Il en va de même de la promotion des ventes suisse, qui vise à la fois les ventes dans le pays et les exportations. La Suisse a considérablement renforcé ses mesures dans la promotion des ventes de vin, avec un budget annuel qui est passé de 2,8 millions à 9 millions de francs. Ce soutien s’inscrit dans le cadre des instruments de politique agricole existants. Aux termes de l’accord sur l’agriculture de l’OMC en vigueur, ce type de mesures de promotion des ventes est autorisé dans la mesure où il ne fausse pas ou fausse peu le commerce international et, en particulier, n’entraîne pas de baisse des prix de vente.

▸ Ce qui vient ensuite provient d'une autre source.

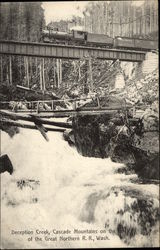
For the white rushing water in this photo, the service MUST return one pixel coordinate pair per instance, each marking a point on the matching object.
(63, 190)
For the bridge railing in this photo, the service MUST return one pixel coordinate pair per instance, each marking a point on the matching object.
(46, 105)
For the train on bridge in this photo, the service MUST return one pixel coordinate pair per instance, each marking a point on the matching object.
(78, 37)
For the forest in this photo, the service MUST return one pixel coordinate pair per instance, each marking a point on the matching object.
(24, 21)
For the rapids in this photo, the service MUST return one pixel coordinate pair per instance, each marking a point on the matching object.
(55, 188)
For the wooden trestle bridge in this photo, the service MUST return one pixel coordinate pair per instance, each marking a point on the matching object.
(35, 113)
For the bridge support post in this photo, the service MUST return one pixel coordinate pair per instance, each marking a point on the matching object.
(90, 74)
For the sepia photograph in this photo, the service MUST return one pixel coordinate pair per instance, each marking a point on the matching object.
(79, 124)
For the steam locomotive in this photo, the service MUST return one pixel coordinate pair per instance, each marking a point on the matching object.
(83, 38)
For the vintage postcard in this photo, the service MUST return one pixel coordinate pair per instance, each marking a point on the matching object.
(79, 124)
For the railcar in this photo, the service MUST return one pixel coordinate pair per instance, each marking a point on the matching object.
(146, 44)
(78, 37)
(99, 39)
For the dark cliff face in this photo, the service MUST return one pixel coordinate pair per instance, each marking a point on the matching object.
(100, 136)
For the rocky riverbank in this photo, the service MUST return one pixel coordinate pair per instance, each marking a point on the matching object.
(134, 142)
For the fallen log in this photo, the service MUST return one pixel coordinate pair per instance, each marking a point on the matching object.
(5, 164)
(50, 94)
(30, 118)
(17, 124)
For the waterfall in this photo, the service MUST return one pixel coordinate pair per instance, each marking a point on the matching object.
(55, 197)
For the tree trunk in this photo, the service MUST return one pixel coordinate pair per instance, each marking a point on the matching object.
(1, 69)
(40, 75)
(43, 75)
(57, 73)
(90, 74)
(10, 70)
(27, 72)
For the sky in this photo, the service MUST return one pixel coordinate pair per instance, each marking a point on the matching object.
(63, 10)
(55, 11)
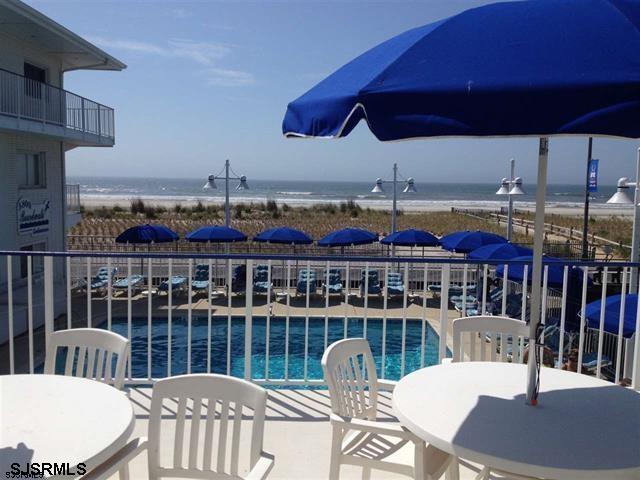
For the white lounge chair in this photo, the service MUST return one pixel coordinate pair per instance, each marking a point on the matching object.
(358, 439)
(90, 354)
(195, 399)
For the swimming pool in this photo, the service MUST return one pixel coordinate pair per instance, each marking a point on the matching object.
(277, 325)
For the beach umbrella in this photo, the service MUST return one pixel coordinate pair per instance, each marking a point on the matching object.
(216, 234)
(535, 68)
(283, 235)
(612, 314)
(411, 238)
(467, 241)
(147, 234)
(348, 237)
(499, 251)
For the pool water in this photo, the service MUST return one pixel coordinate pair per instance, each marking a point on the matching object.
(316, 326)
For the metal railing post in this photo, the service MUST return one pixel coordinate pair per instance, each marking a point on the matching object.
(248, 320)
(48, 298)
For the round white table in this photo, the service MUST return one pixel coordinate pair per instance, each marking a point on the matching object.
(582, 427)
(53, 418)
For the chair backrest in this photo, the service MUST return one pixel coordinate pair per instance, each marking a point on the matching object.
(90, 353)
(350, 373)
(506, 333)
(210, 399)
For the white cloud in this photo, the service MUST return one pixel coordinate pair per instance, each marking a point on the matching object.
(218, 77)
(204, 53)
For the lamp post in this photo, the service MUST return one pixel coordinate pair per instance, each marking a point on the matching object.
(211, 184)
(408, 188)
(510, 186)
(621, 197)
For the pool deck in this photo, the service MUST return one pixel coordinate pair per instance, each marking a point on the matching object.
(219, 307)
(297, 433)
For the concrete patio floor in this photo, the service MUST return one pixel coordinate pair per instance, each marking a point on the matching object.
(297, 433)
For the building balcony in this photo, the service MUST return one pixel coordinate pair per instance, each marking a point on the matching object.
(29, 106)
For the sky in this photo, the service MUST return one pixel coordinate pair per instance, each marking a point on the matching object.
(210, 80)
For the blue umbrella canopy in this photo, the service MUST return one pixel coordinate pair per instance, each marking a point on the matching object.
(347, 237)
(284, 235)
(555, 273)
(411, 238)
(466, 241)
(216, 234)
(545, 68)
(612, 314)
(499, 251)
(147, 234)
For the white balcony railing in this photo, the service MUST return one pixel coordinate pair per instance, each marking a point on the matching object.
(28, 99)
(272, 325)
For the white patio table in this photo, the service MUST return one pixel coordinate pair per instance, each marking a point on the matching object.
(582, 428)
(59, 419)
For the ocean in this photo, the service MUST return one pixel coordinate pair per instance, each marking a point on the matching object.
(297, 193)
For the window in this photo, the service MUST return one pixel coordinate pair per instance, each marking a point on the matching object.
(33, 76)
(31, 170)
(37, 263)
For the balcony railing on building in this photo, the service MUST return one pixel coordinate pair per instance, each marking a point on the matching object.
(29, 99)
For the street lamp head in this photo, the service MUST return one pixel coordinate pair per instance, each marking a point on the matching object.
(378, 186)
(517, 187)
(504, 187)
(410, 187)
(621, 197)
(211, 183)
(243, 184)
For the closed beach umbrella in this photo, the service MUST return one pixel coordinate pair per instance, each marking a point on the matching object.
(283, 235)
(499, 251)
(467, 241)
(216, 234)
(540, 67)
(147, 234)
(348, 237)
(612, 314)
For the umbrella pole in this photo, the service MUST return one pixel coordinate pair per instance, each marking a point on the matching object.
(536, 287)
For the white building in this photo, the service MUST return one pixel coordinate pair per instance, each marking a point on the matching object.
(39, 123)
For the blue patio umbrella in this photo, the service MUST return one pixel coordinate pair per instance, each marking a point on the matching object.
(540, 67)
(147, 234)
(612, 314)
(411, 238)
(283, 235)
(216, 234)
(467, 241)
(348, 237)
(499, 251)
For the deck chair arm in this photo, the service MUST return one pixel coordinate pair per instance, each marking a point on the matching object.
(386, 385)
(262, 467)
(118, 460)
(369, 426)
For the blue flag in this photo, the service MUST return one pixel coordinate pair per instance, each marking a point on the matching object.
(593, 175)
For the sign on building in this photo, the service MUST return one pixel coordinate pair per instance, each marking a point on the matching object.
(33, 217)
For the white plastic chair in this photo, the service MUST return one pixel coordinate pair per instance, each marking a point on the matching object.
(350, 373)
(507, 333)
(208, 398)
(90, 354)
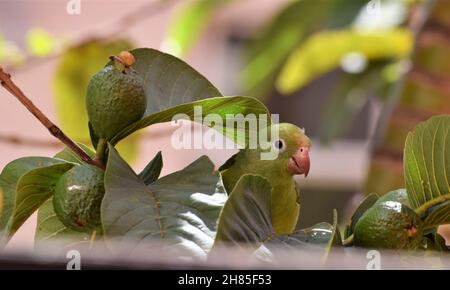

L’accord relatif aux échanges de produits agricoles (RS 0.916.026.81) fait partie du paquet de stabilisation et de développement des relations Suisse-UE. Dans ce contexte, la Suisse et l’UE restent libres de mener leurs politiques agricoles comme elles l’entendent. C’est la raison pour laquelle les mesures de promotion des ventes ne faisaient pas partie des négociations avec l’UE.

Conformément à la liste d’engagements de la Suisse au sein de l’OMC, le contingent tarifaire convenu pour le vin rouge et le vin blanc s’élève à 1 700 000 hectolitres. Une réduction du volume du CT serait subordonnée à une négociation avec tout Membre de l’OMC dont l'intérêt en tant que principal fournisseur est reconnu. Il s'agirait de fixer les compensations qui doivent maintenir les concessions octroyées à un niveau non moins favorable que celui prévu selon l'accord. Ces compensations pourraient concerner par exemple la réduction des droits de douane sur les vins, mais également sur d'autres produits agricoles (lait, fruits, légumes, viande, etc.). Le Conseil fédéral a toujours été d’avis qu’il n’était pas dans l’intérêt de l’agriculture, ni de l’économie en général, d’entamer des négociations à l’OMC en vue de réduire le volume du contingent tarifaire, du fait des compensations qui seraient vraisemblablement exigées. Si, toutefois, les milieux concernés s’accordaient sur de telles compensations, le Conseil fédéral examinerait soigneusement une telle demande. Le Conseil fédéral est conscient de la situation tendue qui prévaut sur le marché du vin suisse. Il s’est exprimé en détail sur les travaux en cours dans sa réponse à l’interpellation 25.4005.



Le Conseil fédéral propose de rejeter la motion.